Artikel 11 Belastingjaar

Het belastingjaar is gelijk aan het kalenderjaar.

Artikel 12 Wijze van heffing

De heffing wordt bij wege van aanslag geheven.

Artikel 13 Tenaamstelling en invordering belastingaanslag bij meer heffingplichtigen

  • 1.

    Indien ter zake van hetzelfde voorwerp van de belasting of ter zake van hetzelfde belastbare feit twee of meer personen heffingplichtig zijn, stelt de heffingsambtenaar de aanslag ten name van een van hen.

  • 2.

    Indien de heffingplicht, bedoeld in het eerste lid, voortvloeit uit het genot van een onroerende zaak krachtens eigendom, bezit of beperkt recht en de aanslag ten name van een van de heffingplichtigen is gesteld, kan de invorderingsambtenaar de belastingaanslag op de gehele onroerende zaak verhalen op degene op wiens naam de aanslag ingevolge het eerste lid is gesteld, zonder rekening te houden met de rechten van de overige heffingplichtigen.

Artikel 14 Niet opleggen van aanslagen

  • 1.

    Een aanslag die het bedrag van € 5,00 niet te boven gaat, wordt niet opgelegd.

  • 2.

    Voor de toepassing van het eerste lid wordt het totaal van de op één aanslagbiljet verenigde aanslagen aangemerkt als één aanslag.

Artikel 15 Vrijstellingen

  • 1.

    De heffing wordt niet geheven ter zake van:

    • a.

      ongebouwde onroerende zaken of natuurterreinen waarvan het Hoogheemraadschap van Delfland genot hebbende krachtens eigendom, bezit of beperkt recht is,

    • b.

      ongebouwde gronden behorende tot het strand en de buitenduinen als bedoeld in de legger van de zeewering,

    • c.

      ongebouwde gronden behorende tot de Delflandsedijk als bedoeld in de legger van de Delflandsedijk en de binnenwaterkering als bedoeld in de legger Binnenwaterkering, landscheidingen, boezem- en polderkaden en waterscheidingen,

    • d.

      wateren als zodanig in de basisregistratie kadaster vermeld en behorende tot Delflands boezem.

  • 2.

    De watersysteemheffing gebouwde onroerende zaken wordt niet geheven ter zake van:

    • a.

      straatmeubilair, waaronder alle zodanige gebouwde eigendommen - niet zijnde gebouwen- worden begrepen die zijn geplaatst ten gerieve of in het belang van het publiek, ten dienste van het verkeer of ter verfraaiing van een in het waterschapsgebied gelegen gemeente, zoals lichtmasten, verkeersinstallaties, standbeelden, monumenten, fonteinen, banken, abri’s, hekken en palen,

    • b.

      gebouwde onroerende zaken waarvan het Hoogheemraadschap van Delfland genot hebbende krachtens eigendom, bezit of beperkt recht is.

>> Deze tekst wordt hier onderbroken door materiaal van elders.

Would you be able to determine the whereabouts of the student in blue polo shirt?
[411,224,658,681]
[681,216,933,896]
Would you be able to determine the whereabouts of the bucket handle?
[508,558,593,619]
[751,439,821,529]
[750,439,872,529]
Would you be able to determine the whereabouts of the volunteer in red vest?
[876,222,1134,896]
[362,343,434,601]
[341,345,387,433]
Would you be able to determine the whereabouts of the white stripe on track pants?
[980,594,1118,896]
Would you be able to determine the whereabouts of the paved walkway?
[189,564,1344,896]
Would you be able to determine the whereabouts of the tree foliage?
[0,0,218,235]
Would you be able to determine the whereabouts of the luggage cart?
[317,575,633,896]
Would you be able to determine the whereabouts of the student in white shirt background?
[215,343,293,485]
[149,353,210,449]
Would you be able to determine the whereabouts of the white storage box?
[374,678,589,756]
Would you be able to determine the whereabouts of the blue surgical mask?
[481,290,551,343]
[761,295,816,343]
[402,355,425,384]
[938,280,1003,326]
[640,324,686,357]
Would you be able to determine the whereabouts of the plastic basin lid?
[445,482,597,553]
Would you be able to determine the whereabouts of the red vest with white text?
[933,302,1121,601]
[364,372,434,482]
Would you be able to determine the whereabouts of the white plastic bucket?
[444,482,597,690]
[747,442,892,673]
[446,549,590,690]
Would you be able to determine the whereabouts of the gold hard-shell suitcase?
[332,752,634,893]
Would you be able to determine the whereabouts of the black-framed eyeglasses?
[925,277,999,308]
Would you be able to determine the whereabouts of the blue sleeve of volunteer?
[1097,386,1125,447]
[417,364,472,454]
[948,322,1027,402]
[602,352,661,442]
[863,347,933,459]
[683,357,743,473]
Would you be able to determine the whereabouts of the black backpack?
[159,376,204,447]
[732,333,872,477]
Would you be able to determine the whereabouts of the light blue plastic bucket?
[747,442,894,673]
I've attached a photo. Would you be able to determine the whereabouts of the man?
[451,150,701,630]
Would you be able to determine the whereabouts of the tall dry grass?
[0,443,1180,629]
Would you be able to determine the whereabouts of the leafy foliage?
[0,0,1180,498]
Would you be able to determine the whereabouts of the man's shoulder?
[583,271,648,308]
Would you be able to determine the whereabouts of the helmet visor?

Artikel 16 Invorderingstermijnen

  • 1.

    De belastingaanslag bedoeld in artikel 2 het tweede lid, onderdelen a, b, c en d is invorderbaar twee maanden na de dagtekening van het aanslagbiljet.

  • 2.

    In afwijking van het bepaalde in het eerste lid kan de aanslag, indien deze het bedrag van € 15.000,00 niet te boven gaat, op verzoek van de belastingschuldige door middel van automatische incasso worden ingevorderd in maximaal 10 gelijke maandelijkse termijnen. De eerste termijn vervalt een maand na de dagtekening van het aanslagbiljet en elk van de volgende termijnen telkens een maand later.

  • 3.

    Het minimum termijnbedrag bij automatische incasso bedraagt € 15,00.

Artikel 17 Kwijtschelding

Van de watersysteemheffing natuurterreinen, de watersysteemheffing ongebouwd en de watersysteemheffing gebouwd wordt geen kwijtschelding verleend.

Artikel 18 Nadere regels

Het dagelijks bestuur van het waterschap kan nadere regels geven met betrekking tot de heffing en de invordering van de heffing.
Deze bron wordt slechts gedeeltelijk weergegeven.